Vaccin : devenu immuniser au venin des serpents par suite de plusieurs morsure volontaire, cet homme pourra permettre de créer un vaccin universel

Pendant dix-huit ans, un Américain s’est exposé plus de 700 fois à du venin de serpent, par injection ou par morsure directe, afin de développer contre eux une immunité. Une expérience qui s’est révélée probante, puisque ses anticorps ont permis de concevoir un antivenin universel.

Une idée risquée. Durant dix-huit ans, un Américain s’est laissé mordre, de son plein gré, plus de 700 fois par des serpents venimeux, tels que le mamba noir, le cobra cracheur, la vipère de la mort ou encore le taïpan côtier.

Outre les morsures directes, l’homme explique s’être aussi injecté du venin, selon un post Facebook de la société de biotechnologie Centivax. L’objectif de Tim Friede était clair : il souhaitait ainsi développer une immunité contre les morsures.

Bien que dangereuse, la démarche a fonctionné puisque ses anticorps ont permis de concevoir un antivenin universel contre les morsures de serpent, efficace sur plusieurs espèces.

Une Première injection en 2001

Dans le détail, l’homme, mécanicien de profession et collectionneur de serpents a commencé à s’injecter du venin en 2001, alors qu’il venait d’acheter un serpent à tête cuivrée.

Approché par le fondateur de Centivax, basé en Californie, il est ensuite devenu directeur de l’herpétologie pour l’entreprise.

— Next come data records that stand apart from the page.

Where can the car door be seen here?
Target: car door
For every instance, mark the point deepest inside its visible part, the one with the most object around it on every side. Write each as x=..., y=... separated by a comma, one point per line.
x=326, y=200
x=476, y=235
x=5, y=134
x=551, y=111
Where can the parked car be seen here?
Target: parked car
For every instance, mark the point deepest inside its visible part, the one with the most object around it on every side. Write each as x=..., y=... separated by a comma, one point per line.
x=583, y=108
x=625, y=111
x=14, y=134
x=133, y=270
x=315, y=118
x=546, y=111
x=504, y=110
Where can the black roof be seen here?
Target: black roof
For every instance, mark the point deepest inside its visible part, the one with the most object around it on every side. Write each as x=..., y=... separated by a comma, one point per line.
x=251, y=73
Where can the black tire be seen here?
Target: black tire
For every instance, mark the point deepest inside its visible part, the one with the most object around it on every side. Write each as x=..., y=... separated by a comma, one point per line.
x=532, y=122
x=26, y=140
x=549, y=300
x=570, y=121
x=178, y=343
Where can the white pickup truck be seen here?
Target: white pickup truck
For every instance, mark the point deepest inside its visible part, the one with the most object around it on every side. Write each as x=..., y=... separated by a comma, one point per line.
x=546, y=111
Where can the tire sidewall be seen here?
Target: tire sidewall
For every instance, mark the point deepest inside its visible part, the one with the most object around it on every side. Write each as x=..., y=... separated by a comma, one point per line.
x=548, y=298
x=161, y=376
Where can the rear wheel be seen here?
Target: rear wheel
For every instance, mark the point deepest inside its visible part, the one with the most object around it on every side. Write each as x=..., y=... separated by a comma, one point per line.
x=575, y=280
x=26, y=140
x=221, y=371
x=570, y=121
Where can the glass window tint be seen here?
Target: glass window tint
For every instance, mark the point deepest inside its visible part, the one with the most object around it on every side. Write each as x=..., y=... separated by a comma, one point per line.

En effet, cette dernière tentait de produire un antivenin universel pour tous les serpents les plus mortels du monde.

Deux anticorps ont été isolés

Tim Friede est ainsi devenu une sorte de cobaye : son sang a été analysé par l’équipe de Centivax et deux anticorps ont été isolés. Les spécialistes ont ensuite combiné ces anticorps avec un agent anti-inflammatoire qui bloque les toxines, le varespladib.

Ce mélange a été testé sur des souris, et s’est révélé concluant : il les a complètement protégé de doses mortelles de venin, provenant de 13 espèces différentes. En prime, il leur a offert une protection partielle contre 6 espèces supplémentaires.

Un cas rare, puisque les antivenins traditionnels sont capables de protéger uniquement une espèce ou une famille proche.

Ces résultats sont donc encourageants, même si les essais n’ont été effectués que sur des souris. Il faudra sans doute plusieurs années avant qu’un antivenin puisse fonctionner chez l’humain.